Some European lawmakers have said the 15 years that passenger data could be held by the United States is too long and definitions for what constitutes a terror threat or a serious transnational crime are very vague.

But Mary Ellen Callahan, chief privacy officer for the US Department of Homeland Security, said three audits had shown information had not been abused and refuted allegations that its powers could be “disproportionate.”

Suggestions from Europe that the United States should “only collect information from the people you need to collect information from, for example the bad guys — the criminals,” were flawed, she told a congressional sub-committee.

“We don’t know who all the bad guys are.
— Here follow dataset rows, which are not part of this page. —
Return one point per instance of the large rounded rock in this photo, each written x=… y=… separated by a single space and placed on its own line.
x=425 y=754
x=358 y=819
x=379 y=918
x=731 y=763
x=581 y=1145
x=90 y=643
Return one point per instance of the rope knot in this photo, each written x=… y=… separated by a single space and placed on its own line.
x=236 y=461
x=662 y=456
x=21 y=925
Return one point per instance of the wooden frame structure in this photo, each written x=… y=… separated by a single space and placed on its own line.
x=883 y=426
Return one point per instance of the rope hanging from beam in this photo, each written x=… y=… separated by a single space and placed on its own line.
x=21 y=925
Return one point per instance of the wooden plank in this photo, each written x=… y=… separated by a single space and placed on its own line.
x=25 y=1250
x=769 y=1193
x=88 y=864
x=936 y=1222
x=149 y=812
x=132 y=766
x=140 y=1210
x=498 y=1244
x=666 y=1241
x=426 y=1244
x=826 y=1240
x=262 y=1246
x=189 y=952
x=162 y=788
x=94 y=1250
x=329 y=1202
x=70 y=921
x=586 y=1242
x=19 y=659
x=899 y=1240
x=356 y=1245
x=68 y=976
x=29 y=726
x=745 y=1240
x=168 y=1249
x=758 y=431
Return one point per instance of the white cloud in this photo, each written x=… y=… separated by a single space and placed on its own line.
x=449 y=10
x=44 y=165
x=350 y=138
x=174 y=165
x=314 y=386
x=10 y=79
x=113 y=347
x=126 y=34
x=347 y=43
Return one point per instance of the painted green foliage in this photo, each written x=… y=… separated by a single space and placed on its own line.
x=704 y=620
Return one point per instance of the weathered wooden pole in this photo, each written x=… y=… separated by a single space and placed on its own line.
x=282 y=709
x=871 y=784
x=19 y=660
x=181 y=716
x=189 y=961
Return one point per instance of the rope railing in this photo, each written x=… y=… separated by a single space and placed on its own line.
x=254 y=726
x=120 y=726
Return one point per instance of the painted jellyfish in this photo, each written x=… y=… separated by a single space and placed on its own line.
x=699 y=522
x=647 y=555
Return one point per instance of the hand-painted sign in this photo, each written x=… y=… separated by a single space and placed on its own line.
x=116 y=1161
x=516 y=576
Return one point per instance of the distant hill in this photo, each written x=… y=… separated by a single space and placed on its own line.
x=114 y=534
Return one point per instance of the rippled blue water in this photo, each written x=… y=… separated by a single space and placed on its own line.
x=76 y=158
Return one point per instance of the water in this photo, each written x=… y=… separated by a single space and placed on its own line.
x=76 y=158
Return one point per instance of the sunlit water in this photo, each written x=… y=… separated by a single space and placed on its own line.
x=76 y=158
We have unknown terrorists out there,” Callahan said in testimony at a hearing on intelligence sharing and terrorist travel.

Thomas Bush, a US Customs and Border Protection (CBP) official, said passenger name records (PNRs) helped snare Najibullah Azazi, a lawful US resident who plotted to attack the New York subway system, as well as identify his co-travelers who had trained in the same terror training camps in Pakistan.

PNR data also identified David Headley, a Chicago-based Pakistani-American who pleaded guilty for his role in the 2008 Mumbai attacks.

“Starting with a very common name David, a partial travel itinerary and a very vague travel timeframe, CBP was able to check it against other databases and within 24 hours provided the FBI with name, address and passport number,” Bush told the committee.

David Heyman, Assistant Secretary for Policy at the Department of Homeland Security, said legal advice to European members of parliament citing data protection concerns could persuade them against revamping an agreement ratified by 24 of 27 EU member states since 2007.

But Democratic congresswoman Janice Hahn of California said Euro MPs had provided no substantive reason against approving the draft agreement.

“The real problem is parliament. They’re the ones that look like they could very well veto this or block it, and there doesn’t seem to be any instances of abuse that they can point to after we’ve collected this information,” Hahn said.

“But it’s just a basic overall belief that data collection has sort of gotten to an extreme. Privacy for them seems to have been violated.”